His colleague Ji Peijun says each migrant has been given 0.44 hectares of land by the Chongming government along with a 600-yuan ($87.8) monthly grant that will be continued until 2026. Ji says there are also other kinds of compensation in place, with some counties offering 5,000 yuan to any migrant child who is enrolled in university.

But reorientation has not been easy. Li says he often felt like a fish out of water in the beginning. The situation is worse for his 92-year-old mother Zhong Chaorong.

"My first and biggest barrier is the language. While most young people can speak Mandarin, those close to my age can't," says Li with a strong Sichuan accent. "As for my mother, she can barely communicate with anyone."

Li's mother missed her hometown so much that she moved back to stay with her sisters for the first two years (2001 and 2002). "Since then, she has been living partly here and partly there," Li says.

Li also took his mother back in 2008, but picked the wrong date. "That day was May 12. Just 10 minutes after we sat down and talked about the old days at my aunt's place, the ground began to shake. I carried my mom on my back and ran."

Li's oldest daughter, Li Lin, married a Shanghainese who works at Baosteel, the biggest steel company in Shanghai, and moved to the city two years ago. After studying in a community college in Shanghai, she now works at the Construction Bank of China earning a monthly salary of 3,000 yuan.

The rest of the family still lives in the two-story house the local government built before they arrived. Li says he is getting used to the sweet Shanghai cuisine and can no longer eat too much of the spicy food that is typical of his hometown.

Besides food, he also misses the tightly knit neighborhood of his hometown. "Chongming people tend to focus more on their own business," he says.

The limited socializing has affected his business. "My noodle business isn't as good as it used to be in Sichuan, where people just love noodles," says Li, who also works part-time in a local factory, besides being a long-distance driver.

He and his wife now make a living by cleaning the small rivers around the village, which brings a monthly income of 1,000 yuan each. The noodles that Li makes in his spare time bring in another 50 yuan every day.

Some of Li's relatives from his hometown have come and stayed with him, looking for better opportunities in part-time jobs in Shanghai. This is common among Three Gorges migrants, according to Zhang.

"Chinese have this tradition of going and seeking refuge with rich relatives. By coming here, they save on rent and it's next to Shanghai," Zhang says.

At the other end of Chongming Island, Zhou Shiju seems to be doing better. Zhou was one of the first Three Gorges migrants arriving in Chongming on Aug 17, 2000. Her small shop called "Three Gorges Tailor" in Miaoxi village is making quite a name for itself.
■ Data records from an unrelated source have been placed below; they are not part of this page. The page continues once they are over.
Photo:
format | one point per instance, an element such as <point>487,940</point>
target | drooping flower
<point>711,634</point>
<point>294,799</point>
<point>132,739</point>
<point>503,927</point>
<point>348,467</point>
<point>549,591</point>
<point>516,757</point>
"I was doing retail business in my hometown but didn't think that would work here - I didn't know anyone in Chongming," says Zhou, 47. "The day I arrived, I noticed the local tailor didn't seem to be doing good business, and I wanted to give it a try."

Zhou proved to be very good and in just a few months, she had learned enough to open a tailor's shop of less than 10 square meters at her new home.

"I don't lower prices to attract customers. On the contrary, I charge 10 to 20 yuan more for special designs," Zhou says with pride. "I've also hired a local woman to help me as the business is getting busier. We're like sisters."

Zhou's 25-year-old daughter Chen Xiaohong was 15 when the family came to Chongming. Throughout her high school years, the girl remained reticent.

"But now, if people ask me where I'm from, I tell them Chongming instead of Sichuan," says Chen, who works in a local company besides helping out at her mother's tailoring business.